The topic for our newsletter and blogs this month is “Taking advantage of opportunities.” It’s up to company leadership to keep careful watch of potential opportunities for the company and its products and services.
If these opportunities are going to be of benefit, however, the company team—or a portion of it—must be prepared to take advantage of them.
What does this mean, and how is it done?
The Steady…
As taken up in our previous article, the company must maintain the strength of its successful offerings. Those are the products and services that made the business profitable in the first place. When a new opportunity is discovered by management, it must be dovetailed into the company so that it can be delivered without affecting the existing successful pattern.

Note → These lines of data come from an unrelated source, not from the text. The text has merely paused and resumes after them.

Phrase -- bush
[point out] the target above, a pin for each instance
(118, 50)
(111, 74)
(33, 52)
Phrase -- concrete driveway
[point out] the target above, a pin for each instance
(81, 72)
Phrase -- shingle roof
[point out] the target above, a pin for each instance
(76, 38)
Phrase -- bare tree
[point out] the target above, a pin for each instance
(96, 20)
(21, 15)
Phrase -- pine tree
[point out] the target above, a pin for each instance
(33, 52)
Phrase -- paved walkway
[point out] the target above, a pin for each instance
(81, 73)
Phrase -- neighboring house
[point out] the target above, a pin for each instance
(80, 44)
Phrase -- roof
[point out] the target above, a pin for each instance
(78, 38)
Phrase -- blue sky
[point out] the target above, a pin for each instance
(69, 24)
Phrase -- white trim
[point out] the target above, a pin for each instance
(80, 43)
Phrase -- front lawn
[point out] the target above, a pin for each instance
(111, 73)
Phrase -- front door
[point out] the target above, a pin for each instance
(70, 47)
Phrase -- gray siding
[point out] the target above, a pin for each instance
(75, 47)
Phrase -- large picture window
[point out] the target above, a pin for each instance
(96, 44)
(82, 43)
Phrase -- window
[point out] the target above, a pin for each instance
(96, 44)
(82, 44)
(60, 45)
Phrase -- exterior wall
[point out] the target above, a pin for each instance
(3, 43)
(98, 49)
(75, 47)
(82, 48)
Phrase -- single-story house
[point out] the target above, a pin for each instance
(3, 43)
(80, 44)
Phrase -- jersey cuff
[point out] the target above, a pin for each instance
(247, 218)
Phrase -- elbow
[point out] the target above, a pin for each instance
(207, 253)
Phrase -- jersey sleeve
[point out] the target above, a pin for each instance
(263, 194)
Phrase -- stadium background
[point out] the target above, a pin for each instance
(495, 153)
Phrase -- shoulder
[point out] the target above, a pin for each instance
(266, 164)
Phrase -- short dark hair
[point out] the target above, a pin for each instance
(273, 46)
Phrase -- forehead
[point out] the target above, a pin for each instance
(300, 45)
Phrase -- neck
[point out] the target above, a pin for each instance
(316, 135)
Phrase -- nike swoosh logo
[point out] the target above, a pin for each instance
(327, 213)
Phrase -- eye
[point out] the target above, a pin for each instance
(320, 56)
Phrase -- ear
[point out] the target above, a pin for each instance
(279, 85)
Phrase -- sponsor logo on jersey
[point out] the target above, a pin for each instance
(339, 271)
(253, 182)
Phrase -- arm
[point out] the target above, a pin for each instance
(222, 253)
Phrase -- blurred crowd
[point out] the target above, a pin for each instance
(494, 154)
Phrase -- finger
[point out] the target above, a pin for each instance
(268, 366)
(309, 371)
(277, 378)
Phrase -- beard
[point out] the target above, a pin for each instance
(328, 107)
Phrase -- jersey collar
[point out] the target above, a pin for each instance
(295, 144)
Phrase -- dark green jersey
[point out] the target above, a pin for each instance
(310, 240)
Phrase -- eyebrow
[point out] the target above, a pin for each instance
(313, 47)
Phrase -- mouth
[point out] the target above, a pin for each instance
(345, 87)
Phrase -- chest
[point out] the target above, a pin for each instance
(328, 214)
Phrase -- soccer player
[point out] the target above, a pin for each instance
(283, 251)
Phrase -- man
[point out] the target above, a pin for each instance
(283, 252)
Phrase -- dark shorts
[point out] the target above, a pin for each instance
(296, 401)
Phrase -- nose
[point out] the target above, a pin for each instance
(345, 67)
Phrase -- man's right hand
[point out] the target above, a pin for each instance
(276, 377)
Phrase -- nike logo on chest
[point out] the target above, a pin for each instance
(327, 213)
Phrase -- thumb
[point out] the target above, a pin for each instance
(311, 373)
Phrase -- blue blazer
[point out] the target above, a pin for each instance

For example, let’s say a business has found steady success in selling auto parts. Customers in the area know they can come to this retailer to find parts for their cars. Customers have come to rely on the business’ well-trained staff and their needs being satisfied.
…and the Ready
Company leadership has looked around, though, and has discovered that there is no competent tire dealership in the area. If the retailer could add tire sales into its business model, the same customers who have been coming to the store for years could now purchase tires. Of course, it would only make sense for the store to install tires, as most people cannot do this themselves.
This would mean training counter staff not only to be knowledgeable about auto parts but also to be equally conversant about tires. The business would need to ensure that, as these staff receive additional training, they don’t neglect the auto parts business that has brought the company success.

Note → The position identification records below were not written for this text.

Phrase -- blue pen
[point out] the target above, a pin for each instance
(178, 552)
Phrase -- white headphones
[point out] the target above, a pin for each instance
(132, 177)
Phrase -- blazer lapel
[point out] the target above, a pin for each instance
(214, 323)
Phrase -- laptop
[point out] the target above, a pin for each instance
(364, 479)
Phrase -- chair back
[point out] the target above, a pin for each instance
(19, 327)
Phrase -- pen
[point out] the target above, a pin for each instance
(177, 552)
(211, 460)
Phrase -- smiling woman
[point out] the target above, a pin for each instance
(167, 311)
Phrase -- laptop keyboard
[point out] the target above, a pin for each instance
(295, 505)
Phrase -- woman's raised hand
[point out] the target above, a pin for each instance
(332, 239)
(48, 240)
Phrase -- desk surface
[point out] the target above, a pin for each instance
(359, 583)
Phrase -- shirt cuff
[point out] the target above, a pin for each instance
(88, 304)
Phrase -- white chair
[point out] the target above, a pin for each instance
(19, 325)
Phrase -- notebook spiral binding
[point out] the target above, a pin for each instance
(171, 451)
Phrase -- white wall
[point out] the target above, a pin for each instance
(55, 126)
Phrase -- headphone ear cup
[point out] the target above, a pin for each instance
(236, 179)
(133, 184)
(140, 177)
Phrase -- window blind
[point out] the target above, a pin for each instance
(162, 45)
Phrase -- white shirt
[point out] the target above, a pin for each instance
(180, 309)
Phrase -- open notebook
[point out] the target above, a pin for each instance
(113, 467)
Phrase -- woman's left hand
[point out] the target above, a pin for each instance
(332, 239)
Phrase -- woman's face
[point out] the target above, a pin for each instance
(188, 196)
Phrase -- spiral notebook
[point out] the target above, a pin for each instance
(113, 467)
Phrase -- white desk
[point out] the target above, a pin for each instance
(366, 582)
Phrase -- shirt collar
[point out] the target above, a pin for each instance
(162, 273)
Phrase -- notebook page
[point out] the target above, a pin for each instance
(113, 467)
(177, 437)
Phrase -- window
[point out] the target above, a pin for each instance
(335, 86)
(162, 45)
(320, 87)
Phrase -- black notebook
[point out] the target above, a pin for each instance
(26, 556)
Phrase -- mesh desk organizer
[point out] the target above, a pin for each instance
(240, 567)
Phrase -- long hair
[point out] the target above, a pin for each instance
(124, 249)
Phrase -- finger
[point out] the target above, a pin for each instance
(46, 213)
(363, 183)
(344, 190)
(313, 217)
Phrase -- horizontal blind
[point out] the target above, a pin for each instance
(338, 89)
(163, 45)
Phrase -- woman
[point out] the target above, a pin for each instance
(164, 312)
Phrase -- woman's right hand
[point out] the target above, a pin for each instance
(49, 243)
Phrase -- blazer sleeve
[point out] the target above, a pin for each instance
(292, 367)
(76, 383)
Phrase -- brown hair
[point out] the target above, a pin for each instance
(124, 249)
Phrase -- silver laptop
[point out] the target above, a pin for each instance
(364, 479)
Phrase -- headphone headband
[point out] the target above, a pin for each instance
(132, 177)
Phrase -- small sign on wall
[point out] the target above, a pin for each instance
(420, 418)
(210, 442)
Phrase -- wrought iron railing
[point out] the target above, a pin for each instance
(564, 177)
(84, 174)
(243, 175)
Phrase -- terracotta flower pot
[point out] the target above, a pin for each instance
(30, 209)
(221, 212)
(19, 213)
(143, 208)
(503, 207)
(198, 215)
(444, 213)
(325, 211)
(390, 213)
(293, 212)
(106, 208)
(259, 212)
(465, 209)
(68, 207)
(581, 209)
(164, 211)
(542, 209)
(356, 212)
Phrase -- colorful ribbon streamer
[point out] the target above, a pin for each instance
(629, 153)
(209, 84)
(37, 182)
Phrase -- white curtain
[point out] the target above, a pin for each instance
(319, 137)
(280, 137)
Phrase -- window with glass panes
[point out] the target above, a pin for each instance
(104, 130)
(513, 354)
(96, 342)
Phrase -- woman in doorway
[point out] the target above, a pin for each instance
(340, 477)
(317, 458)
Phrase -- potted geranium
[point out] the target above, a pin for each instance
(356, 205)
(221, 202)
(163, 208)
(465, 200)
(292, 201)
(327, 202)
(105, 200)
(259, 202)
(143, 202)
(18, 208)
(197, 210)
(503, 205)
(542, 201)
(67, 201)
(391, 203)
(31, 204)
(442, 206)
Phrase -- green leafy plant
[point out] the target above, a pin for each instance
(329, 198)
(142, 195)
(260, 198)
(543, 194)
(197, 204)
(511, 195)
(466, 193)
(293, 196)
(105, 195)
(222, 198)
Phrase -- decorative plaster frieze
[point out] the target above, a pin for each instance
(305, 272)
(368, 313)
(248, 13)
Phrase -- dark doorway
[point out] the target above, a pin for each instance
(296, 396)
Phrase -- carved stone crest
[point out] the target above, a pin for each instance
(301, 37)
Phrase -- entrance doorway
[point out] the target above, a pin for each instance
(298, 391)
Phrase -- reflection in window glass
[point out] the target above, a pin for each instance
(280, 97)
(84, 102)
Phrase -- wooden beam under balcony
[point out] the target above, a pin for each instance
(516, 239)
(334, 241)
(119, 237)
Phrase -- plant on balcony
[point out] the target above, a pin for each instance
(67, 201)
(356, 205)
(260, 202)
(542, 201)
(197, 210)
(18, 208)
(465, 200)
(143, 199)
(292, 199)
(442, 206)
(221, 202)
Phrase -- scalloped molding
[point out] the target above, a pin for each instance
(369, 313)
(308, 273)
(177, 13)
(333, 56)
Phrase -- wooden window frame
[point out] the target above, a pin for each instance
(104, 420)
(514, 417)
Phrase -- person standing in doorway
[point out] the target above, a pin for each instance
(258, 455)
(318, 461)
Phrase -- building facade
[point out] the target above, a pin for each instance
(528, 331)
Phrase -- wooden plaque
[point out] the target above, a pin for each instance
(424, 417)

Additional staff would need to be hired for installation, as there are currently no employees capable of tire installation. This business addition would also require expanding current facilities to install vehicle tires.
In addition to service staff, it is just as crucial that company management be trained to take on this new line of business. Managers over the front counter would have to be knowledgeable in the tire business as well as the auto parts business. They would need to fully understand that the successful auto parts line must not suffer any decline as this new line of business is added on.

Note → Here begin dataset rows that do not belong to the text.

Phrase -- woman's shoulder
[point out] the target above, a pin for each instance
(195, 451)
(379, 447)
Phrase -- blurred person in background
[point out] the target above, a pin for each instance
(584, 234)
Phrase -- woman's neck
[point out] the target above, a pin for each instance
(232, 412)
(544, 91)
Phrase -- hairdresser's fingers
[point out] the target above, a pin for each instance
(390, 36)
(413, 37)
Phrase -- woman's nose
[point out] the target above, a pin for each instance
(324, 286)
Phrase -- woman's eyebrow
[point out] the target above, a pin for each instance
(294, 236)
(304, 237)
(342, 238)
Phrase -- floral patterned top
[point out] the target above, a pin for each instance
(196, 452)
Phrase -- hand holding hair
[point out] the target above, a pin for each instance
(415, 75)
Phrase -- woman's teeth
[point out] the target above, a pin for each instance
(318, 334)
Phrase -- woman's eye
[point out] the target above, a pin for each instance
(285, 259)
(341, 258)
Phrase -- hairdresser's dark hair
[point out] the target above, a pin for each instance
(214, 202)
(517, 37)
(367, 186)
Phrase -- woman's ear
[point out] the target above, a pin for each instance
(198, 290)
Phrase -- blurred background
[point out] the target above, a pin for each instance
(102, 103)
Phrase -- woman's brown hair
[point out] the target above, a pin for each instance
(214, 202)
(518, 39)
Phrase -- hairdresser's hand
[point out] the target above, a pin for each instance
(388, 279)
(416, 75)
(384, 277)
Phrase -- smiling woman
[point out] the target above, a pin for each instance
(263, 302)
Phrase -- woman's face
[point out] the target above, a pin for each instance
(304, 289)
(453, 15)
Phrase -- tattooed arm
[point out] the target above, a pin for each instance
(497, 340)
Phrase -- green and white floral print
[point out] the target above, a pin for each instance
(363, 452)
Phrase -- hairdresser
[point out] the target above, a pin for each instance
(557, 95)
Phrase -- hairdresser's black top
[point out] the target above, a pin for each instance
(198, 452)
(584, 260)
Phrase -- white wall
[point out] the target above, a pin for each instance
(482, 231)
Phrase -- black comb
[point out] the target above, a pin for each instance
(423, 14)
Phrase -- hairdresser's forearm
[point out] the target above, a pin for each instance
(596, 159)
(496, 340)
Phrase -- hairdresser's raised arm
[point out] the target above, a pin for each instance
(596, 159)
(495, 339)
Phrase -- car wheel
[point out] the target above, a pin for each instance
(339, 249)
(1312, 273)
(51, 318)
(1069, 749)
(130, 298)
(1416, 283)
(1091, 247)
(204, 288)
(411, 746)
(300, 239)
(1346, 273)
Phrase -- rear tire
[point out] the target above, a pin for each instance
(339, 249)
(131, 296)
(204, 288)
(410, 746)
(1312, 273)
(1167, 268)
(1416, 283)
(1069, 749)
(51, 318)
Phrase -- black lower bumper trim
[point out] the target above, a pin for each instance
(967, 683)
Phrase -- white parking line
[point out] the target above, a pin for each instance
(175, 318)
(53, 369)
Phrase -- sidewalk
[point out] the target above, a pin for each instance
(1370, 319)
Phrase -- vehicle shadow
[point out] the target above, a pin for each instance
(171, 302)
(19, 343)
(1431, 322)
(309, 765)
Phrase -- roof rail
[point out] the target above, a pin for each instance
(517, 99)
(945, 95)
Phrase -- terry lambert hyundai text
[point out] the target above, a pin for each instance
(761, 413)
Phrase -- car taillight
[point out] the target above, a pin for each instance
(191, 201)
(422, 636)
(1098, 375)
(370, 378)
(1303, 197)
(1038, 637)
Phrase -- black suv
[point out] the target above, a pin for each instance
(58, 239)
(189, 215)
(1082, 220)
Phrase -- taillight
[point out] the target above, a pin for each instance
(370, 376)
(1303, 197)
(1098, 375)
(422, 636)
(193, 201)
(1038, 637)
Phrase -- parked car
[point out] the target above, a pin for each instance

New management would have to come in over the installation portion of the business, as it didn’t exist before now.
The New Model
Keeping both elements on track—the “steady” and the “ready”—would mean that the existing successful auto parts business would keep right on going, and the new tire business could move in alongside it and come to an equal measure of success.
Finding new opportunities and folding them into the existing business also substantially impacts the company’s sales and marketing—which we’ll take up in our next article.
When adding a new opportunity, get the staff up and running and ready to take it on.